Signature d’une convention de partenariat Allo Agri / CCMSA

À l’issue de cette présentation, Max Bauer et Madame Rascle ont signé une convention de partenariat entre leurs deux structures. Celle-ci a pour objet d’optimiser la complémentarité des actions respectives de la MSA et d’Allo Agri.

Les deux parties ont pour objectifs communs de :

  • S’associer sur des actions d’information, de communication et de promotion en interne et auprès de leurs réseaux respectifs,
  • Renforcer la coordination et assurer la meilleure articulation dans la prise en charge de situations de mal-être en local, dans le respect des règles de confidentialité. Pour Allo Agri, cela se traduit notamment par la possibilité de disposer du fichier de contacts des responsables du programme de prévention du mal-être agricole au sein de chacune des 35 caisses locales MSA, à l’échelle du territoire national.

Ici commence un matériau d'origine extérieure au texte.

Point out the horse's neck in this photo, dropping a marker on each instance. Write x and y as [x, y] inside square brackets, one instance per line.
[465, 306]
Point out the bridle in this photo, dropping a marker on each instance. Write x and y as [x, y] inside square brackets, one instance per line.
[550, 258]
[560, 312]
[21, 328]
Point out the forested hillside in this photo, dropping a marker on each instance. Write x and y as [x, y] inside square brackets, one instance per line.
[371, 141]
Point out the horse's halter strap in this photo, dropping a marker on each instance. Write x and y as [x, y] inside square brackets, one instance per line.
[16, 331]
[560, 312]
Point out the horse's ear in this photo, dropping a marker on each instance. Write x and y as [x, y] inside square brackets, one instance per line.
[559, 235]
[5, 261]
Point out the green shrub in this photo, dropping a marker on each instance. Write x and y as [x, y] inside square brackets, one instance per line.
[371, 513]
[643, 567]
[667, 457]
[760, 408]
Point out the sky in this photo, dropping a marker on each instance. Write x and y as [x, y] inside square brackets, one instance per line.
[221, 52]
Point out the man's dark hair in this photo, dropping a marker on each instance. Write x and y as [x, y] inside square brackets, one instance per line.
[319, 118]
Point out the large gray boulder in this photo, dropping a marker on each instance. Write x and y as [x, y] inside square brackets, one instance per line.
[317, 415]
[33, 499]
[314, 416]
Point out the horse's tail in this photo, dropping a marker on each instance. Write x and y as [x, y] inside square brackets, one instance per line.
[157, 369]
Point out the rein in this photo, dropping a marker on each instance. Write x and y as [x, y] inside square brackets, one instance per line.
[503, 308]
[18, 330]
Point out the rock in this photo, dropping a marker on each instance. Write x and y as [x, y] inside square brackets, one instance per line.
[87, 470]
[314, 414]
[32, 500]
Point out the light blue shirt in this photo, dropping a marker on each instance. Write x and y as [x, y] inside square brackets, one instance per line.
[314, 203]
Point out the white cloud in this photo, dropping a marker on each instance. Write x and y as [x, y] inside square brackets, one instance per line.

Mot de clôture d’Olivier Damaisin, Coordinateur national interministériel du Plan de Prévention du mal-être en agriculture

Ne pouvant être présent en raison d’une contrainte d’agenda, Olivier Damaisin a souhaité adressé une vidéo. Celle-ci a été diffusée en conclusion de cette belle journée d’échanges et de partages.

 

Allo Agri annonce son déploiement à l’échelle nationale

Lors de la conférence de presse qui s’est tenue à l’issue de la journée en présence de plusieurs journalistes (Terre Net, Agrapresse, la France Agricole, etc), Max Bauer et Thierry-James Facquer ont annoncé à la presse le déploiement du dispositif à l’échelle nationale.

Après une phase de lancement à compter du 31 octobre 2023, l’objectif est d’être « complètement opérationnel à partir de janvier 2024 » précise Max Bauer. Les deux mois à venir devront permettre de procéder à tout ajustement nécessaire au fonctionnement optimal du dispositif.